While I hardly claim originality in comparing central tenets of the Koran and "Mein Kampf" (see Winnie's comment above), Greenwald didn't care for that, either. "Yes," he wrote, "there are many nasty injunctions in the Qur'an. Yes, there are calls to anti-Semitism and supremacy. But ... there are nasty parts in the foundational works of other major religions. Second, there are Qur'anic passages promoting humanity and understanding. ... If you're going to wage wholesale war on an entire religion, you'll need more than a tabulation showing that the religion's core text is, on balance, nastier than the next."
How can it be, nearly seven years after 9/11, such thin gruel is still being served as an argument? Without citing sura and verse, the first point fizzles in the absence of Jewish and Christian terrorists justifying acts of violence with references to their scriptures.

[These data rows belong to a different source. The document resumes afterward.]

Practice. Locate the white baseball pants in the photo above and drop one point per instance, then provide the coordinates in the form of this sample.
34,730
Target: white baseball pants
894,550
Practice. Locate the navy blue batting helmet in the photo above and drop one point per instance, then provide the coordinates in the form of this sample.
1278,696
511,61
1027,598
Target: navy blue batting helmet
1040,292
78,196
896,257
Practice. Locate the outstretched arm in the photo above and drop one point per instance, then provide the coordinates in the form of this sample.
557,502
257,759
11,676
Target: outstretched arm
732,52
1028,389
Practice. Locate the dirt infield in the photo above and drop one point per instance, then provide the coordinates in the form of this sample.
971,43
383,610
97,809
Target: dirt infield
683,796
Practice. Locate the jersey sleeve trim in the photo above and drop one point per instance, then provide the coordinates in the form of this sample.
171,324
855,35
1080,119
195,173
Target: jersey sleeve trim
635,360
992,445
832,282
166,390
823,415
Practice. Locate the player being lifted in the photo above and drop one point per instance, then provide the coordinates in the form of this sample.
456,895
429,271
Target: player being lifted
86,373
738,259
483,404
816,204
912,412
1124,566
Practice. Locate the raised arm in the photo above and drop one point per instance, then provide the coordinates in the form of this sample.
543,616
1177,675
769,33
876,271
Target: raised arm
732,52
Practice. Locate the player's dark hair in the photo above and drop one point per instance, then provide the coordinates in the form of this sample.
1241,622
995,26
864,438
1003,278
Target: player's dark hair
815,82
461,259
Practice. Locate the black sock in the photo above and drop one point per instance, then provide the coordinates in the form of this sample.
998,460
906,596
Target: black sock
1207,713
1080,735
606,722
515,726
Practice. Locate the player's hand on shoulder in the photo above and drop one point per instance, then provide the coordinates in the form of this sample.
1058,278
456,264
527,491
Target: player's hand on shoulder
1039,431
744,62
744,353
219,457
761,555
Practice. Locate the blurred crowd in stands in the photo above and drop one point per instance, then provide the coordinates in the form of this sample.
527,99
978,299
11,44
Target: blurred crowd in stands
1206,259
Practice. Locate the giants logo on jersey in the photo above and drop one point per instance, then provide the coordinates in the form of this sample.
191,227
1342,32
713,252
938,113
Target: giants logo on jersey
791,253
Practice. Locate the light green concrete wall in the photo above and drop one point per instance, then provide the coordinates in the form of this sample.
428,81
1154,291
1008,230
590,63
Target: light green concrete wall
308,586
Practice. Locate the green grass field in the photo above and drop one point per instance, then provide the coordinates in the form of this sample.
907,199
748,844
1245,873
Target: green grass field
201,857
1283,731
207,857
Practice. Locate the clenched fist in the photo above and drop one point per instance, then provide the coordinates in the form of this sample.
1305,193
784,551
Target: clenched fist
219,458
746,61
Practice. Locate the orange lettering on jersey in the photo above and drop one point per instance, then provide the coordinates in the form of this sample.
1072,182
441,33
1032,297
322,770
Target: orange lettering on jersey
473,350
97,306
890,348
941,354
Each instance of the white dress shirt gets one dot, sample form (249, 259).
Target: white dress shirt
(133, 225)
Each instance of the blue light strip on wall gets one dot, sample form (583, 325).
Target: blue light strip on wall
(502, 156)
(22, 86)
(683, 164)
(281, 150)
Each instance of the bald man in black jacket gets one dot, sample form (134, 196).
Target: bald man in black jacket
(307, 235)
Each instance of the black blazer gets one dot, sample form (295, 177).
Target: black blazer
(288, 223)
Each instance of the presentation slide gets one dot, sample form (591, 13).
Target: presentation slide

As for the second point, I hereby introduce the Commentary blog to the Koranic doctrine of "abrogation," according to which Koranic passages are abrogated (canceled) by subsequently "revealed" verses that, as Ibn Warraq writes in his book "What the Koran Really Says," convey a "different or contrary meaning."
Warraq continues: "This was supposedly taught by Muhammad at Sura II.105: `Whatever verses we (i.e., God) cancel or cause you to forget, we bring a better or its like.'" While resolving the abundant contradictions to be found in the Koran, abrogation, he writes, "does pose problems for apologists of Islam, since all the passages preaching tolerance are found in Meccan (i.e., early) suras, and all the passages recommending killing, decapitating and maiming, the so-called Sword Verses, are Medinan (i.e., later)." His conclusion: "'Tolerance' has been abrogated by 'intolerance.' For example, the famous Sword verse ... at Sura IX.5, `Slay the idolators wherever you find them,' is said to have canceled 124 verses that enjoin toleration and patience." So much for Greenwald's "passages promoting humanity and understanding."
More perplexing, however, is Greenwald's assumption that a frank appraisal of the Koran is akin to waging "war on an entire religion." On the contrary, such an appraisal is simply the basis of any rational defense against the war Islam is waging on the West.